Ngā Rauemi Tautoko · Resources already provided

  • te-ao-maori-values-matching-game-unit1.html — foundational vocabulary of te ao Māori values applied in these scenarios
  • te-ao-maori-cultural-concepts-word-search-unit1.html — reinforces key concepts vocabulary used across all Unit 1 work
  • pepeha-builder-template-unit1.html — puts tikanga in practice through personal identity expression
  • unit-1-guided-inquiry-project.html — deeper inquiry that may explore tikanga in a specific community context

📋 Teacher Planning Snapshot

Ngā Whāinga Ako — Learning Intentions

Students will engage with this resource to deepen understanding of Te Ao Māori — exploring whakapapa, tikanga, and cultural identity as living systems that shape who we are in Aotearoa New Zealand.

Ngā Paearu Angitū — Success Criteria

  • ✅ Students can explain key concepts from this resource using their own words.
  • ✅ Students can connect tikanga Māori and whakapapa to real-world examples in Aotearoa.

Differentiation & Inclusion

Scaffold support: Provide sentence starters, visual glossaries, or graphic organisers to give entry-level access for students who need additional support. Offer extension tasks that deepen cultural inquiry — for example, exploring local hapū histories or interviewing a kaumātua.

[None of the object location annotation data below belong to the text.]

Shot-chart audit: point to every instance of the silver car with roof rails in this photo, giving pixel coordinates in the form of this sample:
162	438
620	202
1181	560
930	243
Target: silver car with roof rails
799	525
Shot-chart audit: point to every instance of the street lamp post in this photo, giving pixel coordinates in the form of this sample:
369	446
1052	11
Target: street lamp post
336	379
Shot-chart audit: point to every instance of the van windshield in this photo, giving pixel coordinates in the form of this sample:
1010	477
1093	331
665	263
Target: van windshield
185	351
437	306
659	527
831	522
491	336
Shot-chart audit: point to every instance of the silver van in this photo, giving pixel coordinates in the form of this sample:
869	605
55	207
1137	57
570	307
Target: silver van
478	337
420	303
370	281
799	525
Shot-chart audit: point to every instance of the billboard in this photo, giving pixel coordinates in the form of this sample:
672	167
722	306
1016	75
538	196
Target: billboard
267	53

ELL / ESOL: Pre-teach key kupu Māori (whakapapa, tikanga, mana, mauri) with bilingual glossaries where available. Allow students to respond in their home language as a bridge to English expression.

Inclusion: Use accessible formats — clear headings, adequate whitespace, chunked tasks. Neurodiverse learners benefit from structured choice in how they demonstrate understanding (oral, visual, written). Acknowledge that students may hold personal connections to the cultural content.

Mātauranga Māori lens: This unit centres Te Ao Māori as a living knowledge system. Whakapapa is not merely genealogy but a relational framework linking people, place, and time. Tikanga grounds behaviour in kaupapa Māori principles. Approach content with aroha and manaakitanga.

Prior knowledge: No specialist prior knowledge required for entry-level engagement. Best used after relevant lesson sequences, or as a standalone introduction to cultural identity.